At the industry level, companies and institutions such as meta, Amazon AWS, Microsoft, MIT, UC Berkeley and Oxford University jointly launched a deepfake testing challenge in 2019 to encourage more, better and more up-to-date testing technologies.
Twitter:
In 2020, twitter blocked a number of accounts that often published deepfake videos. However, for other deepfake content, twitter does not completely restrict it.
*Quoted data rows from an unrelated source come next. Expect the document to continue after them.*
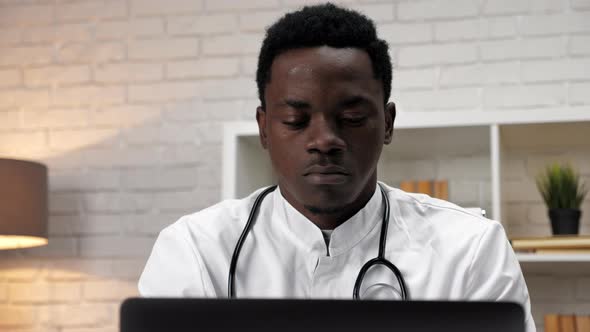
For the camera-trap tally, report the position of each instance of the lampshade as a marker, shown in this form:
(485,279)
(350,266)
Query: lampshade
(23,204)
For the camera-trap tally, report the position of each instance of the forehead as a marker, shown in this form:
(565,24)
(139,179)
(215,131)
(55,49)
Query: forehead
(322,63)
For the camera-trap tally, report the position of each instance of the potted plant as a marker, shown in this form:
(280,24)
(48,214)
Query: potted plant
(563,193)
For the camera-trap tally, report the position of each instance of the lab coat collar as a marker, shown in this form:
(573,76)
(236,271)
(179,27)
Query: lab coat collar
(344,237)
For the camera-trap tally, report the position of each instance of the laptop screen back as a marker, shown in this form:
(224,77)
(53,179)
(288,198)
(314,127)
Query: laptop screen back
(204,315)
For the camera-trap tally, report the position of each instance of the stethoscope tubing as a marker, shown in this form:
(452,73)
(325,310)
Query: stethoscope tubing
(379,260)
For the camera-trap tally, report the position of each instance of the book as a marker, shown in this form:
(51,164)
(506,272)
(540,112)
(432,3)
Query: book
(551,323)
(424,187)
(441,189)
(551,242)
(582,323)
(567,323)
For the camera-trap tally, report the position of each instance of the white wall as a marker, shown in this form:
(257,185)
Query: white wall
(124,101)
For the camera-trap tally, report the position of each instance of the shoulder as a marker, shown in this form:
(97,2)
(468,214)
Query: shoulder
(214,221)
(438,222)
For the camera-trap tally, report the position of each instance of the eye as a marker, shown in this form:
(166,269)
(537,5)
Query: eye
(295,122)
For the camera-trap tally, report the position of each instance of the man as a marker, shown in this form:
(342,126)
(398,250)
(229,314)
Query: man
(324,80)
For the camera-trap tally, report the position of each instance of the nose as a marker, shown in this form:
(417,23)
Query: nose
(324,136)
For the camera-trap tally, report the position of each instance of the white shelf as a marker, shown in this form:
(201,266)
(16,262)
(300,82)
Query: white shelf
(487,135)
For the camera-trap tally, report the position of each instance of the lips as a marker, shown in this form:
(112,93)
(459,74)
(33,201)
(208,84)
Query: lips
(326,174)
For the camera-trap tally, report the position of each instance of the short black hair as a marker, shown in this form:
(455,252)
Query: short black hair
(324,25)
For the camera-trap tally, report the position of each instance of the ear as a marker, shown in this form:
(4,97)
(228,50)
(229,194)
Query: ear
(261,119)
(389,120)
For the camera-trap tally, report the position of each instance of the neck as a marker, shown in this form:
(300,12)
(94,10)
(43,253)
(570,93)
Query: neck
(331,218)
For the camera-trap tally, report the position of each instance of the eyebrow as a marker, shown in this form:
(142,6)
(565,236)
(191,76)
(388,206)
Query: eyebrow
(297,104)
(354,100)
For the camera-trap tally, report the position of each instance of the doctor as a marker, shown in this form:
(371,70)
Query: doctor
(324,80)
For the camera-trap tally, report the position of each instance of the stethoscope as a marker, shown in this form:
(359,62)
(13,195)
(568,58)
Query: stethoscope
(379,260)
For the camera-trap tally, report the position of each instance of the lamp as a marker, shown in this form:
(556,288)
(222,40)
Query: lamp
(23,204)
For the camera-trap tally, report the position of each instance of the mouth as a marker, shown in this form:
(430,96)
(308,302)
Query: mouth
(329,174)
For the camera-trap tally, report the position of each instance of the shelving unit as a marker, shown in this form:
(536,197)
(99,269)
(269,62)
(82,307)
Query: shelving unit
(482,138)
(560,264)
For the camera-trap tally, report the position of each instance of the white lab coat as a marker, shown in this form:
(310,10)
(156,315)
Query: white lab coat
(442,251)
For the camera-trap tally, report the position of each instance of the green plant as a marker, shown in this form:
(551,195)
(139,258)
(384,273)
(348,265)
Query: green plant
(560,187)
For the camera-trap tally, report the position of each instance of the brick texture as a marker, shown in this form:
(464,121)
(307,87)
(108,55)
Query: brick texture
(124,100)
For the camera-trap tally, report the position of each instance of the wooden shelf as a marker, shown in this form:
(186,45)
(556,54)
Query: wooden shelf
(485,135)
(554,264)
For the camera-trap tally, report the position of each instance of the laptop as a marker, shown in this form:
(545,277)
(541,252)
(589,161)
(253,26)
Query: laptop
(224,315)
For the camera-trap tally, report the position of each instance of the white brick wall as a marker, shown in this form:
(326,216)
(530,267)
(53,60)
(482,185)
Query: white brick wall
(124,100)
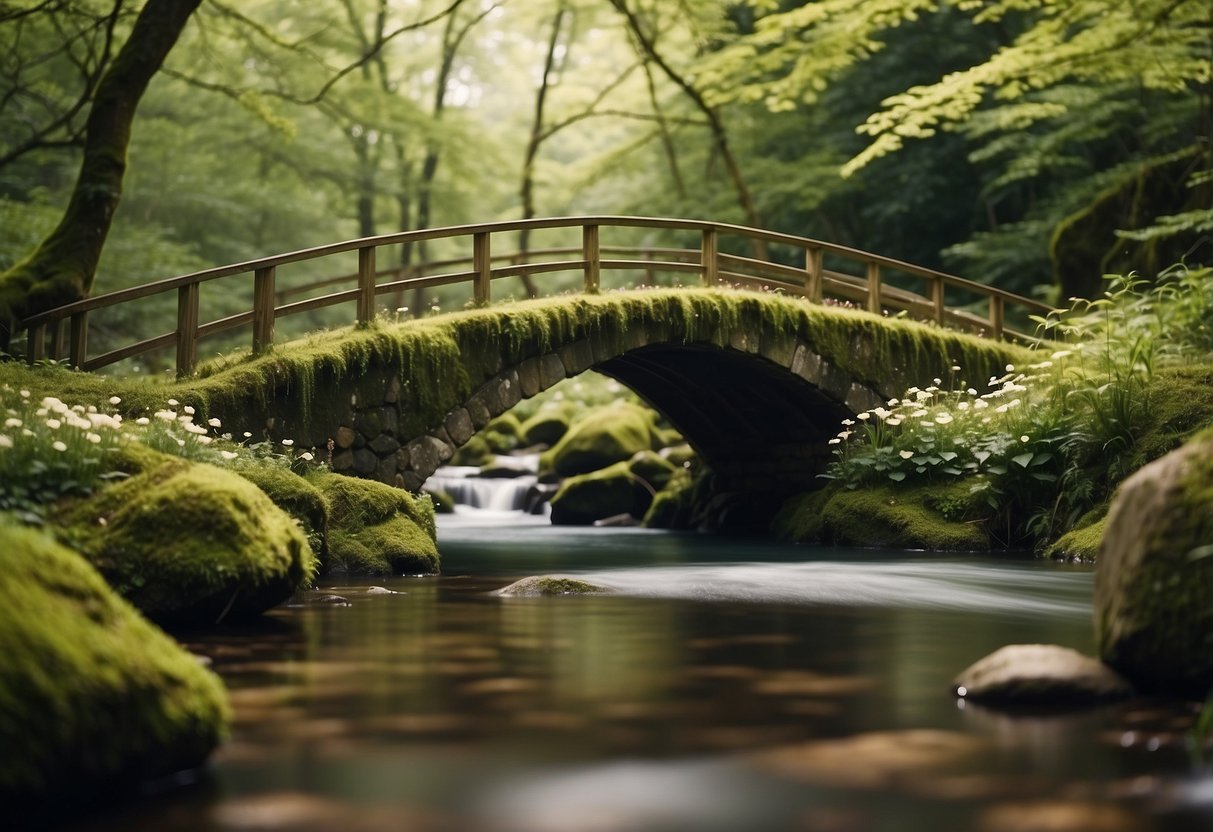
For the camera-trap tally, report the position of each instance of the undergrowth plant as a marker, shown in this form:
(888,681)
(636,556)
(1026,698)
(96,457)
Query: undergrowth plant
(51,450)
(1041,446)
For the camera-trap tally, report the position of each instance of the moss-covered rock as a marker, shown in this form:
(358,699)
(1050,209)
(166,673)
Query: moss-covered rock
(613,490)
(605,436)
(474,451)
(375,529)
(297,497)
(92,697)
(878,517)
(191,543)
(672,507)
(546,427)
(651,468)
(550,585)
(1154,585)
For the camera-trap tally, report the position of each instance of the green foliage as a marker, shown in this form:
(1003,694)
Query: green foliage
(78,661)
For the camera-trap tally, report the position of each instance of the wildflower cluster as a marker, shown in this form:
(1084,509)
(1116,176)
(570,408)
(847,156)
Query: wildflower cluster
(51,450)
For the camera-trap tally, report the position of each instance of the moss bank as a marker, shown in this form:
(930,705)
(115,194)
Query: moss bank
(375,529)
(191,543)
(92,697)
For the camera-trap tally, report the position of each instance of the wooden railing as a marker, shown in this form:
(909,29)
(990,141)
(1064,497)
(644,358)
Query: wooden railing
(820,275)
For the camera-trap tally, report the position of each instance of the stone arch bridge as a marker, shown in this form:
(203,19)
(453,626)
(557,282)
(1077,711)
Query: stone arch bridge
(756,382)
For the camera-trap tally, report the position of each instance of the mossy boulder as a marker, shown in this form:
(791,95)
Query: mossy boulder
(92,697)
(546,427)
(191,543)
(585,499)
(297,497)
(550,585)
(1154,583)
(474,451)
(880,517)
(673,506)
(609,434)
(376,529)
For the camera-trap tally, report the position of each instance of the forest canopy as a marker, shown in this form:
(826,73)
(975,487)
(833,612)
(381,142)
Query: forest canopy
(1029,143)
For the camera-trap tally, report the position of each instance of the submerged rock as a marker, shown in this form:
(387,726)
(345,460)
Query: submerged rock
(92,697)
(550,585)
(1040,674)
(1154,581)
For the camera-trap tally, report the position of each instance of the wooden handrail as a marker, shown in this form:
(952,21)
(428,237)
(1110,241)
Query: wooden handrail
(483,265)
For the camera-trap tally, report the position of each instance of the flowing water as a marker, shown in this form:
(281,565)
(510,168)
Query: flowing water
(724,684)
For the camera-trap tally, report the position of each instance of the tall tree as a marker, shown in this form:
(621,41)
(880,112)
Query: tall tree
(63,266)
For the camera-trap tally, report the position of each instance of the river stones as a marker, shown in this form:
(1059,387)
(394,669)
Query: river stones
(550,585)
(1154,580)
(1035,674)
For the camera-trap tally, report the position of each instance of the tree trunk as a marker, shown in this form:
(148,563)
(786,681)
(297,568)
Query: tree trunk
(64,265)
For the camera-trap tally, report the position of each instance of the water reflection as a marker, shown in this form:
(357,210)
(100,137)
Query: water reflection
(803,691)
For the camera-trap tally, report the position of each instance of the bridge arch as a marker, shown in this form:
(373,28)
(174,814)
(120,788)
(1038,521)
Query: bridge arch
(757,383)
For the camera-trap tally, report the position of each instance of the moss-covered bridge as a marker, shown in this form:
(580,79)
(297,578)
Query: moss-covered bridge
(757,383)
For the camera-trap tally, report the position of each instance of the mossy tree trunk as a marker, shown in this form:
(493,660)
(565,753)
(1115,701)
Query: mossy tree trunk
(63,266)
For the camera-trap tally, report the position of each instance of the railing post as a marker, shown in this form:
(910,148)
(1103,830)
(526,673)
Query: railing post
(265,298)
(78,343)
(813,267)
(873,288)
(996,317)
(707,257)
(187,329)
(58,336)
(482,263)
(937,300)
(365,285)
(35,343)
(592,255)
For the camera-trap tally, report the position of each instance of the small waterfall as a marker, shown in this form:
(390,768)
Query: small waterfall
(467,488)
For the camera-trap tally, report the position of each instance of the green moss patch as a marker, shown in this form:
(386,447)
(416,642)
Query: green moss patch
(192,543)
(605,436)
(878,517)
(92,697)
(375,529)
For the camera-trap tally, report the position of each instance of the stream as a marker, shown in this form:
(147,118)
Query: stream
(724,684)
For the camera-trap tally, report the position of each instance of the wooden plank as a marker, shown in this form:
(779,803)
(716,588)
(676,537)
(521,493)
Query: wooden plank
(79,340)
(263,302)
(592,255)
(996,317)
(35,343)
(365,285)
(814,260)
(187,329)
(707,256)
(873,288)
(482,263)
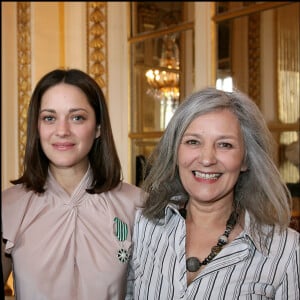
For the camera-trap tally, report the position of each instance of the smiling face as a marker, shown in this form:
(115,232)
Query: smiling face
(210,156)
(67,126)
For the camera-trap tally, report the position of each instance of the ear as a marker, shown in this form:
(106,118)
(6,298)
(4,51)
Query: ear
(244,167)
(98,131)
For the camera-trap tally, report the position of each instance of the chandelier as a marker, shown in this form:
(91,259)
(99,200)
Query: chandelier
(164,80)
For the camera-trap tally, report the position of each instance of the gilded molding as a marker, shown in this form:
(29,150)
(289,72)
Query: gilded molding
(254,55)
(97,42)
(24,73)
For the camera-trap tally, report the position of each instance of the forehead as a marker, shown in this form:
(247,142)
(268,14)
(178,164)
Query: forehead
(64,94)
(220,120)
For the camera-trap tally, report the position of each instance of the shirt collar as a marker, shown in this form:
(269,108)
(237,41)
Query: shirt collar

Instead, it will label it "modified media" and provide the detection results of a third-party fact checking agency.
Startups:
Oaro media: a Spanish company that provides a set of tools for diversified digital signature of content, so as to reduce the negative impact on customers caused by the dissemination of modified content such as deepfake.
Sentinel: located in Estonia, it mainly develops deepfake content detection model.
Quantum+integrity: the Swiss company provides a set of SaaS services based on API, which can perform various image-based detection, including real-time deepfake of video conference, screen capture or picture "dolls", false identity documents, etc.
State (legislative and administrative)
China: the implementation outline for the construction of a society ruled by law (2020 - 2025) issued in 2020 further requires that standardized management measures be formulated and improved for the application of new technologies such as deep forgery.
United States: the national defense Approval Law for fiscal year 2020, which was officially signed and came into effect in 2019, contains provisions related to deepfake, which mainly requires the government to notify the legislature of deepfake false information involving transnational, organized and political purposes.
California, New York and Illinois have their own deepfake related laws, the main purpose of which is to protect the rights and interests of deepfake victims.
EU: gdpr, EU artificial intelligence framework proposal, copyright protection framework, false information targeting policy and other high-level legal documents have achieved cross coverage of matters that may be related to deepfake. However, there are currently no laws and policies specifically targeting deepfake at the regional level.
At the level of Member States, the Dutch legislature asked the government to formulate policies to combat deepfake adult video in 2020, and said it would consider incorporating relevant issues into the country's criminal law.